Monday, January 19, 2009

it's a cunt of a place....

" its a cunt of a place if you're a blackfella" 

He had slurred this at me over the thumping crap they were playing in the nighty. Minutes previously he had been ready to take me on . I had turned when he lurched into my back at the bar and quickly caught the pent up anger burning in his eyes. 

" Hey man, how are you going ?" 

" You got a fucken problem with me? "

I smiled and laughed, trying to defuse the tension. 

"No man, I don't have a problem with you." 

" What are you looking at then?"

"Hey man,  you bumped into me, I was just seeing who it was. Why would I have a problem with you?"

"Why do you fucken reckon?"

"Hey I don't have a problem.....never seen you before in my life....... how could I possibly have a problem with you?"

" Fucken Bullshit! YOU and every other WHITE CUNT in this fucking town." 

He sprayed this with weary bile, an inch or so from my ear, and it cut through the din,  so close I could smell the sweetness of the alcohol on his skin over the smoke and stale piss odour of the bar. I got pissed off at this point, I didn't belong here either and wasn't ready to be a white cunt any more than he was a black one. 

" Hey listen mate, I'm not from here and I couldn't give a fuck what colour you are, so don't lump me in with the rest of the pricks. But you want to know something........ this is the most racist, fucking redneck, cunt of a place I have ever been and I can't even imagine what it must be like for you man. Just don't assume we are all like that and I won't make assumptions about you." 

He thought about it for a moment.

"yeah it's a cunt of a place if you're a blackfella."

"what are you drinking man..... yeah I'm serious hey,  what would you like ?"

A couple of drinks later  he was the second bloke to tell me I was the first decent whitefella he had met in this town. He was from Carnarvon and had come down looking for work on the boats but never got a look in. I told him he was welcome to come out with us anytime, fuck what the skipper would say, but I reckon he may have forgotten the next day or maybe just thought better of it and left town as fast as he could. 

The first bloke was from out bush, Mullewa way somewhere, and had turned up on our front porch on one of those summer nights when the bogong moths fluttered thick out of the desert on the back of a ceaseless, overnight easterly. The days unbroken by a sea breeze sat in the mid 40's, the nights bought little saviour and the townsfolk got murderous. 

Drunk, broke and heartbroken, looking for his cousin and not knowing what to do next, he wandered, wide eyed and lost, in through the front gate as we sat drinking, listening in silence to the sounds of the city disembowelling. I plied him with water and offered to call him a taxi, then in lieu of a destination, gave him some cash and half a pack of cigarettes for his journey. Suddenly he was overwhelmed, sobbing in my arms, wanting to be home and out of this hard bitter place, that rips the hearts out of men and suffocates their dreams with red sand and wind... 

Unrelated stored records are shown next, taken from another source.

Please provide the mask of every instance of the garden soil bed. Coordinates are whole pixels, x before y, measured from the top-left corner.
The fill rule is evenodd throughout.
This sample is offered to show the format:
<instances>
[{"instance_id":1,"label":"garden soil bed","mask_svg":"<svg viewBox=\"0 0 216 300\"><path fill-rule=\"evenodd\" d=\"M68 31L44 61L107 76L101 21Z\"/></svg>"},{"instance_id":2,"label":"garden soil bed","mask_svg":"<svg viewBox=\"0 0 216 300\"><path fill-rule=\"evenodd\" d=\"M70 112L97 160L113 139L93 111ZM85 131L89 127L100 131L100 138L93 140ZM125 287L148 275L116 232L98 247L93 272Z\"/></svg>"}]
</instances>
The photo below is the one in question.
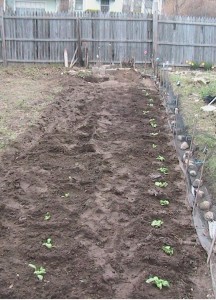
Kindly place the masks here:
<instances>
[{"instance_id":1,"label":"garden soil bed","mask_svg":"<svg viewBox=\"0 0 216 300\"><path fill-rule=\"evenodd\" d=\"M104 82L60 80L64 91L1 157L0 298L212 297L151 81L133 71ZM160 175L161 166L168 175ZM157 180L168 187L157 188ZM151 226L154 219L163 220L161 228ZM50 250L42 245L49 237ZM174 247L173 256L164 244ZM46 268L43 281L29 263ZM169 280L170 288L147 284L150 275Z\"/></svg>"}]
</instances>

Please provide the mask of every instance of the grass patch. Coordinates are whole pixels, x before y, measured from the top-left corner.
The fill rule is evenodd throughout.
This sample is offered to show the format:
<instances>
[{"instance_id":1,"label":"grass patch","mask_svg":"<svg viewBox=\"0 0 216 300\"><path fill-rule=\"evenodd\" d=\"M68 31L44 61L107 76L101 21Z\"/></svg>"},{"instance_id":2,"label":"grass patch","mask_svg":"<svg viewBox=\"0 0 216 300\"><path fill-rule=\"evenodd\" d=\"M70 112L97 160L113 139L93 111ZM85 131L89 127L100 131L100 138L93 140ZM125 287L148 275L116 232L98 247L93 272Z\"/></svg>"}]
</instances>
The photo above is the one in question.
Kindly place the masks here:
<instances>
[{"instance_id":1,"label":"grass patch","mask_svg":"<svg viewBox=\"0 0 216 300\"><path fill-rule=\"evenodd\" d=\"M209 82L204 84L196 81L196 78L203 78ZM183 115L188 132L192 134L194 117L198 115L197 131L195 135L195 144L199 146L199 159L203 158L201 150L208 147L211 155L206 162L206 178L210 189L216 195L216 113L204 112L201 107L206 105L203 101L207 95L216 95L216 79L213 71L177 71L169 74L174 93L179 95L180 111ZM180 86L176 83L180 82Z\"/></svg>"},{"instance_id":2,"label":"grass patch","mask_svg":"<svg viewBox=\"0 0 216 300\"><path fill-rule=\"evenodd\" d=\"M33 126L62 89L59 66L0 67L0 151Z\"/></svg>"}]
</instances>

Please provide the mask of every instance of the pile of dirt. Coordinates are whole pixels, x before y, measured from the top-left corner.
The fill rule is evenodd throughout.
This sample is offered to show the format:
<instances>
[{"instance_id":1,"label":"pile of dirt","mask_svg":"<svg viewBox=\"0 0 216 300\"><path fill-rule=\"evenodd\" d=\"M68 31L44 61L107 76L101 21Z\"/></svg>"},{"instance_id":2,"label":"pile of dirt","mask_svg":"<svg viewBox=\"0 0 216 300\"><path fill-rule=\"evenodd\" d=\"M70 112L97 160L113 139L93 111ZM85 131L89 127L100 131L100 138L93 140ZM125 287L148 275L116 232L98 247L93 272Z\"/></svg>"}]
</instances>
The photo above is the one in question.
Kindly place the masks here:
<instances>
[{"instance_id":1,"label":"pile of dirt","mask_svg":"<svg viewBox=\"0 0 216 300\"><path fill-rule=\"evenodd\" d=\"M113 80L118 84L62 79L64 92L2 156L1 298L206 298L212 292L160 97L132 71ZM167 175L158 170L164 166ZM161 206L161 199L170 205ZM160 228L151 226L155 219L163 221ZM47 238L52 249L42 245ZM165 244L174 255L162 251ZM29 263L46 269L43 281ZM147 284L151 275L170 288Z\"/></svg>"}]
</instances>

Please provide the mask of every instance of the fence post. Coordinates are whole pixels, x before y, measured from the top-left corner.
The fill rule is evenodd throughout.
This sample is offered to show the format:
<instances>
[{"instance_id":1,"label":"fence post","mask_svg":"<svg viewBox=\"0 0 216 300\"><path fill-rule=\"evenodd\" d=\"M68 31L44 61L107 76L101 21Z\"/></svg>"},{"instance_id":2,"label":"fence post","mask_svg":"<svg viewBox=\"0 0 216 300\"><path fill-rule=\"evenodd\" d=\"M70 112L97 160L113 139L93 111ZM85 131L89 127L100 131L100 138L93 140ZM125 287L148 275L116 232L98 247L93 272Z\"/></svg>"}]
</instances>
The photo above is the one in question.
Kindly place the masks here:
<instances>
[{"instance_id":1,"label":"fence post","mask_svg":"<svg viewBox=\"0 0 216 300\"><path fill-rule=\"evenodd\" d=\"M153 61L152 67L154 68L154 74L156 73L156 58L158 56L158 2L157 0L153 1Z\"/></svg>"},{"instance_id":2,"label":"fence post","mask_svg":"<svg viewBox=\"0 0 216 300\"><path fill-rule=\"evenodd\" d=\"M3 8L0 8L0 30L1 30L1 40L2 40L2 60L3 66L7 65L7 56L6 56L6 43L5 43L5 30L4 30L4 11Z\"/></svg>"},{"instance_id":3,"label":"fence post","mask_svg":"<svg viewBox=\"0 0 216 300\"><path fill-rule=\"evenodd\" d=\"M77 45L78 62L79 62L80 66L83 66L80 18L76 19L76 28L77 28L77 43L78 43L78 45Z\"/></svg>"}]
</instances>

the wind... the wind.... the wind...... it whistles evil songs in their ears......

And wiping tears and snot away, he cupped the back of my head and held me close and told me quietly.....

" hey brudda, you the first decent whitefella i met ere eh, the first decent white fella eh" 







Monday, January 5, 2009

a less than auspicious start... (warning: contains image of unknown deceased aboriginal man)


from Vancouver's Log 1791....

"At the borders of this clump was found[the] most miserable human habitation my eyes ever beheld, which had not long been deserted by its proprietor, as on its top was lying a fresh skin of a fish, commonly called a leather jacket, and by its side was the excrement of some carnivorous animal, apparently a dog. The shape of the dwelling was that of a half a beehive......"

"The reflections which naturally arose on seeing so miserable a contrivance for shelter against the inclemency of seasons, were humiliating in the highest degree; as they suggested, in the strongest manner, the lowly condition of some of our fellow creatures, rendered yet more pitiable by the apparent solitude and the melancholy aspect of the surrounding country, which presented little less than famine and distress." 


I found image 1976 trawling through the online catalogue of the Albany History Collection   (sans date, location, subject and photographer). When I go to the Library I hope the original has some information attached. This collection has no information attached to any of the images and is arranged in a bizarre seemingly random fashion. It must be one of the first photographic images taken of an aboriginal man locally and although obviously taken some 100 years after Vancouver's visit, his words were the first thing which came to mind when I saw the photograph.  

Vancouver's quote came from Douglas Sellick's First Impressions of Albany. It makes me wonder what the Nyoongar, whose lunch was rudely interrupted, and probably ran for his life from the white devils, thought!